Getting Back into Rstudio

Go to rstudio.bowdoin.edu and log in with your bowdoin username (your email without the @bowdoin.edu) and password.

Unless you’ve used R since our last class, all your work from last week should pop up. To separate the work we’re doing this week from last, we’re going to want to create a new file. Go to the top left corner and click on the white square with the green plus to create a new R script.

Once that’s open, you’re going to want to make sure that all our libraries are loaded. Remember to type everything into your file, not the console. If you type directly into the console, your work won’t save.

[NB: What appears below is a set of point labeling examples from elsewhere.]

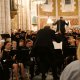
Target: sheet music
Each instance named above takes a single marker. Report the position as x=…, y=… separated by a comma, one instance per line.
x=57, y=45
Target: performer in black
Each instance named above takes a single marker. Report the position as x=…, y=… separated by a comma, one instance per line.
x=44, y=51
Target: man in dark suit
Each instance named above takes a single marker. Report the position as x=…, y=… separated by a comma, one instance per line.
x=61, y=25
x=44, y=50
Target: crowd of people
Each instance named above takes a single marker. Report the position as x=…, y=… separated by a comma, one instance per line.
x=38, y=48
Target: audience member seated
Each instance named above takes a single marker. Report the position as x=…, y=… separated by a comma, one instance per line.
x=72, y=71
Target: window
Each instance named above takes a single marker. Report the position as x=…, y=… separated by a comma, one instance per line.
x=67, y=2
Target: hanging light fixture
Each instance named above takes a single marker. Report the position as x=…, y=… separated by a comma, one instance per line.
x=49, y=20
x=39, y=1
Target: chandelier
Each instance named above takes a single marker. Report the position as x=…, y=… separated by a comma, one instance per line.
x=39, y=1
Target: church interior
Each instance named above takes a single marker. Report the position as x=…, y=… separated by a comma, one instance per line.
x=20, y=20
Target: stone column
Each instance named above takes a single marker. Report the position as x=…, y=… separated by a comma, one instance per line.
x=0, y=19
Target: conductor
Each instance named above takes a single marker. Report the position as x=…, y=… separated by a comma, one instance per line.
x=61, y=25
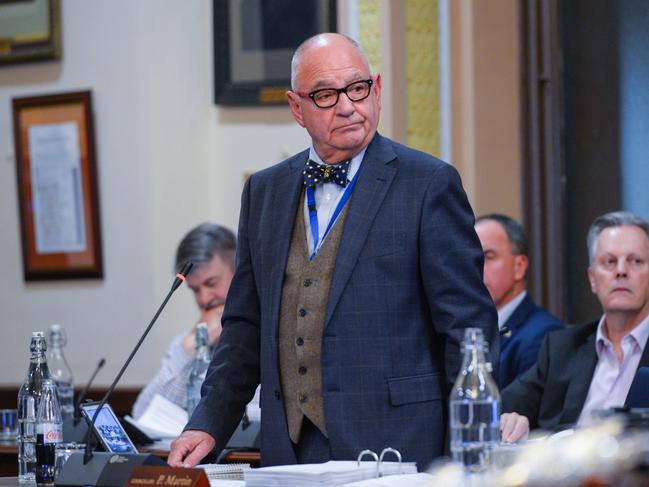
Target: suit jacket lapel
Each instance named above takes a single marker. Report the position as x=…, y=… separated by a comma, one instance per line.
x=585, y=360
x=377, y=173
x=285, y=203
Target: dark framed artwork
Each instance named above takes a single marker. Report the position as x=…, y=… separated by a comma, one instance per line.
x=254, y=41
x=30, y=30
x=57, y=186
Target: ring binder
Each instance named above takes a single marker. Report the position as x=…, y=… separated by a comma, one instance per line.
x=379, y=460
x=373, y=455
x=388, y=450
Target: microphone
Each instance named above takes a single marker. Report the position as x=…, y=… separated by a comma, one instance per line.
x=82, y=395
x=78, y=471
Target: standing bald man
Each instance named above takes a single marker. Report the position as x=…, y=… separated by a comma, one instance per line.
x=358, y=270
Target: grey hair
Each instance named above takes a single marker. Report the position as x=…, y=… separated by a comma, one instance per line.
x=513, y=229
x=203, y=242
x=312, y=42
x=608, y=220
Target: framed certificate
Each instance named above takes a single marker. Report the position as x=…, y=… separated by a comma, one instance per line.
x=57, y=186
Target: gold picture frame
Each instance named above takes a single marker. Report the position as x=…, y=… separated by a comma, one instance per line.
x=30, y=30
x=57, y=186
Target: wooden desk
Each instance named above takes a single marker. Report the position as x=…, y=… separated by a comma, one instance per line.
x=9, y=458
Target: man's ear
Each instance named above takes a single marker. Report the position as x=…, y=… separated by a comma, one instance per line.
x=294, y=103
x=521, y=263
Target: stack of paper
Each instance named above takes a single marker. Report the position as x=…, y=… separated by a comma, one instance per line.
x=409, y=480
x=332, y=473
x=161, y=419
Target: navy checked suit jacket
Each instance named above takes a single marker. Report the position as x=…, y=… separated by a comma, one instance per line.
x=407, y=282
x=519, y=348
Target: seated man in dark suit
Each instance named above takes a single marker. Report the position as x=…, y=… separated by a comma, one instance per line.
x=591, y=367
x=523, y=325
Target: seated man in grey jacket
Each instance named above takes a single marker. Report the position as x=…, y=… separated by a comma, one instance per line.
x=590, y=367
x=212, y=250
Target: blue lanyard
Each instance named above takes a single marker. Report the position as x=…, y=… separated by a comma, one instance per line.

library(seacarb) #our library for working with carbonate chemistry

Picking up where we left off

First things first, we need to check that all our data from last time is still in our environment in the top right. If you scroll up and down in that box, you should see both of the following: scsc (with 4 observations of 11 variables) and scsc_carb (with 4 observations of 19 variables). If you have more than that, don’t worry, that’s totally okay. We are going to be calling on scsc and scsc_carb though, so we need to make sure that they’re ready to go.

New Meadows Data

We are extremely lucky that in 2017 and 2019, the University of Maine had a buoy in the New Meadows River off of Bombazine Island, which is quite close to Merritt Island and Jordan Kramer’s clam farm site! The buoy monitored a suite of environmental data from July-December of both years. While our field sampling is constricted to the winter/spring, this data can help provide insight into the biogeochemical conditions during the late summer and fall growing season - especially for the clams that were suspended in the water!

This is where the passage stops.